I am not against modifying our workflow to make venvs work for us as
well.
____________________________________________
Kris Lindgren
Senior Linux Systems Engineer
GoDaddy, LLC.
From: Craig Tracey <cr...@craigtracey.com
<mailto:cr...@craigtracey.com>>
Date: Wednesday, November 19, 2014 at 12:59 PM
To: Adam Young <ayo...@redhat.com <mailto:ayo...@redhat.com>>
Cc: "openstack-operators@lists.openstack.org
<mailto:openstack-operators@lists.openstack.org>"
<openstack-operators@lists.openstack.org
<mailto:openstack-operators@lists.openstack.org>>
Subject: Re: [Openstack-operators] Operations project: Packaging
Thanks Michael for continuing this conversation. This is something
that we are particularly interested and involved in.

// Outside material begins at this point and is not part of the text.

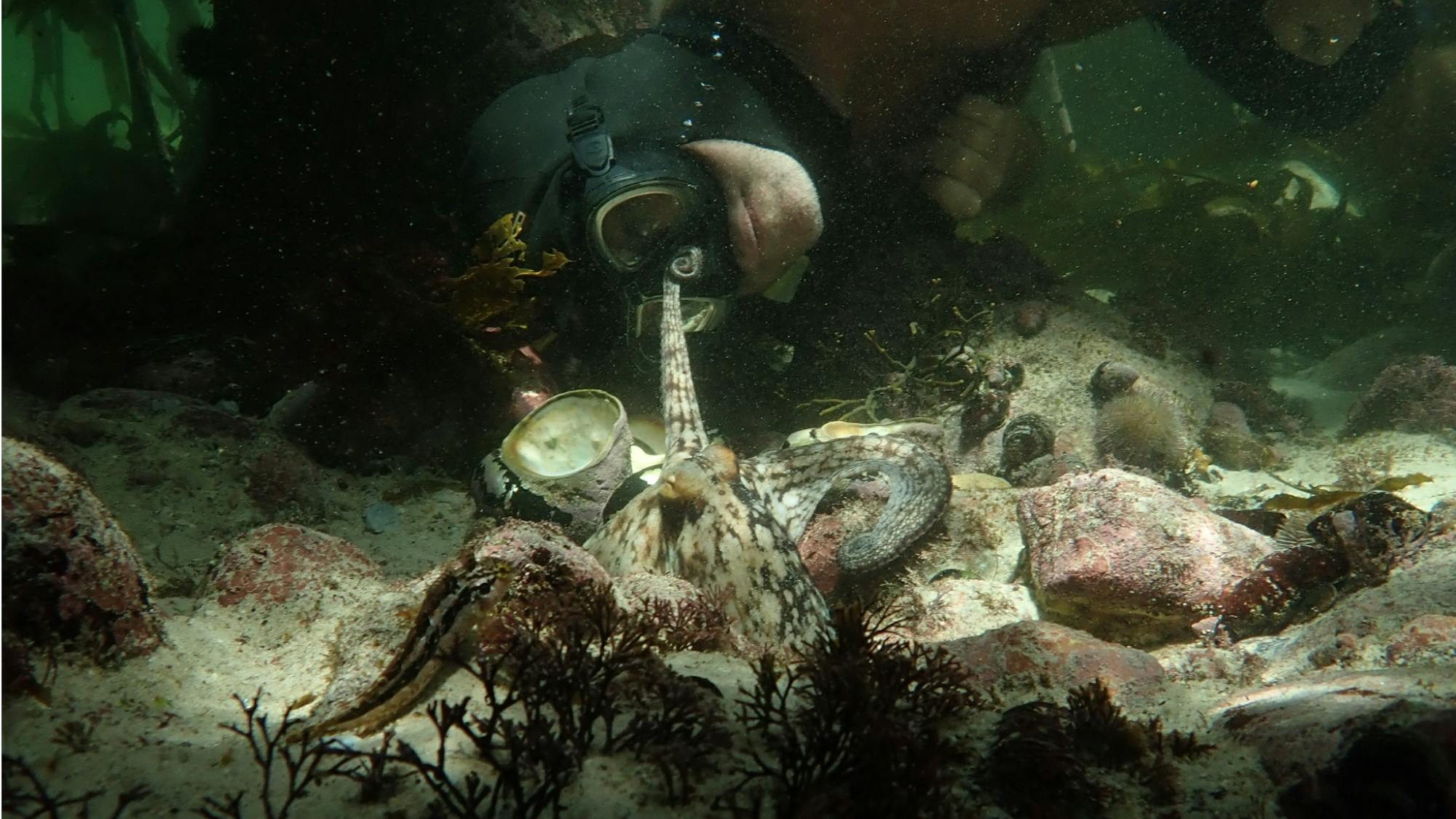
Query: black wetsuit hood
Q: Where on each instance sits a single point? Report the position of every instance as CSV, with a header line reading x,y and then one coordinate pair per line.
x,y
694,78
1231,44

A while back (around the first Ops mid-cycle), I along with John
Dewey started a project called giftwrap
https://github.com/blueboxgroup/giftwrap. The primary objective was
to build artifacts (in our first use case, debs) so that we could
easily ship reliable OpenStack bits to our various OpenStack fleets,
while not being beholden to a distro. I looked around at the
available options in stackforge, and each of them didn't really suit
my needs. Similarly, at the Ops midcycle it was clear that this was
a concern for others as well. Hence, we started the project.
The project has progressed quite a bit from there. Now, in addition
to packages it can create Docker images with the projects and source
that you care about. It can gather hard pip dependencies from what
passed acceptance in gate. You can add arbitrary python and system
dependencies (ie. you have SAN XYZ and their Cinder driver is not
upstreamed yet) to the package or Docker image. And, all of the code
is built within virtualenvs so that we can prevent cross-project
dependency conflicts. Pathing is completely customizable with Jinja
templating syntax. What is nice about this is that you can lay
services side-by-side in order to facilitate in-place upgrades (ie.
/opt/openstack-icehouse and /opt/openstack-juno). All of these
settings are defined in a yaml manifest file.
The code today is certainly biased towards Ubuntu, but there is
nothing preventing the support of other distros. All of the hooks
are there...it's just a matter of time before we tackle those. We
would be happy to have contributions from others interested in this
or other features.
This code, along with the accompanying configuration management is
working in test and should land in both Giftwrap and our Ansible
playbooks dubbed Ursula https://github.com/blueboxgroup/ursula shortly.
Long story short, we are very interested in continuing to build
community around packaging.
Thanks again,
Craig
On Tue, Nov 18, 2014 at 7:37 AM, Adam Young <ayo...@redhat.com
<mailto:ayo...@redhat.com>> wrote:
On 11/18/2014 01:16 AM, Michael Chapman wrote:
Hi all,
Packaging was one of the biggest points of interest in the
Friday Paris meeting, and I'd like to use this thread to have
a centralised discussion and/or argument regarding whether
there is a packaging system that is flexible enough that we
can adopt it as a community and reduce the fragmentation. This
conversation began in Paris, but will likely continue for some
time.
The Friday session indicates that as operators we have common
requirements:
A system that takes the sources from upstream projects and
produces artifacts (packages or images).
There are numerous projects that have attempted to solve this
problem. Some are on stackforge, some live outside. If you are
an author or a user of one of these systems, please give your
opinion.
RDO is the single largest "packager" of RPMs for OpenStack.
Once it becomes clear who is interested in this topic, we can
create a working group that will move towards standardising on
a single system that meets the needs of the community. Once
the key individuals for this project are clear, we can
schedule an appropriate meeting time on irc for further
discussion that will probably be needed.